The move by Mona Baker, a professor of translation studies at the University of Manchester Institute of Science and Technology (UMIST), to sack two liberal Israeli academics from minor roles on her journals has provoked a stinging response from academics led by Stephen Greenblatt, Harvard professor, Shakespeare scholar and president of the Modern Language Association of America.

In an open letter, Prof Greenblatt said he deplored Prof Baker’s “attack on cultural co-operation”, which “violates the essential spirit of scholarly freedom and the pursuit of truth”.

Professor Baker, an Egyptian, is one of the signatories of a British-led petition of more than 700 academics from several countries launched by Steven Rose, an Open University professor. Signatories — including Oxford professors Colin Blakemore and Richard Dawkins — say they “can no longer in good conscience continue to co-operate with official Israeli institutions, including universities”.

The signatories add that they “will continue to collaborate with, and host, Israeli scientific colleagues on an individual basis”.

About ten Israeli academics have signed the petition.

In return, nearly 1,000 academics with a similar international profile have signed a rival web-based petition condemning the first petition’s “unjustly righteous tone” and warning that the boycott carries “broader risk of very disruptive repercussions for a wide range of international scientific and cultural contacts”.

Prof Baker decided that having signed the Rose petition she could no longer work with Gideon Toury, a professor at Tel Aviv university who is on the advisory board of her journal, The Translator, and Miriam Shlesinger, a lecturer in translation studies at Bar-Ilan university, who was on the editorial board of another journal, Translation Studies Abstracts, also published by Prof Baker’s Manchester-based firm, St Jerome.

Neither journal runs to more than 1,000 copies a time.

In his reply to Prof Baker, Prof Toury replied: “I am writing this letter at home, some 150 yards from the point where the daily human bomb has just exploded. It was in Herzliya, not anywhere near the occupied territories, and in a diner, not even remotely resembling a military camp, a government office or any other building of a similar nature. This may well affect the tone I will be using, but not the content of my reaction.on... I would appreciate it even more if the announcement made it clear that ‘he (that is, I) was appointed as a scholar and unappointed as an Israeli’.”
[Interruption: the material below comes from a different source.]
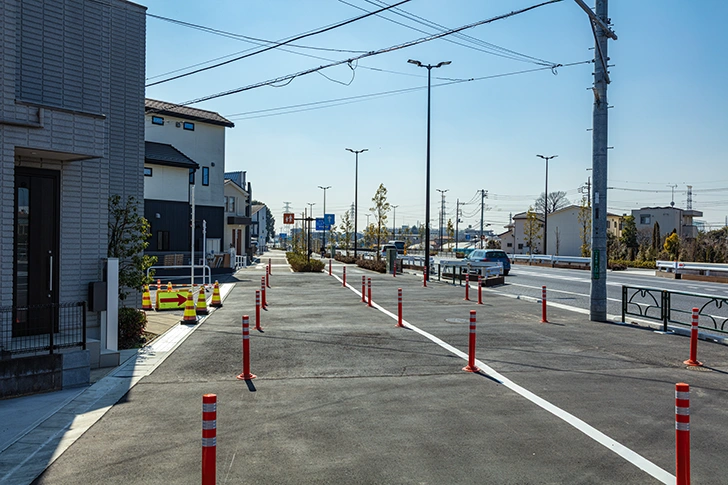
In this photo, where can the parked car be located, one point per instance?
(494, 255)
Dr Shlesigner has been active during the last 21 months of bloody chaos in an ethnically mixed group that defies Israeli army blockades and curfews to deliver food and other supplies to Palestinian towns in the West Bank.

“I don’t think Ariel Sharon is going to withdraw from the West Bank because Israelis are being boycotted,” she said on Sunday. “Basically, the translation community is about inter-cultural communications, and this certainly does not improve communications. The idea is to boycott me as an Israeli, but I don’t think it achieves anything.”

The prospect of a boycott has been heatedly debated in Israeli academic fora and chat sites for weeks. Most academics are opposed to the boycott — including those on the left. There is also a sense that Israel is already under an unofficial boycott.

International academic conferences have been cancelled through to the year 2004, and many professors from abroad are refusing to travel to Israel for joint research projects, in part because of fears for security, but also because such collaborations are increasingly seen as political statements.

A spokeswoman for Manchester University said on Sunday: “This is nothing to do with UMIST. The activities of Mona Baker concerning these journals are done with her own time. The boycott documentation clearly states Mona Baker signs it as an individual.”—Dawn/The Guardian News Service.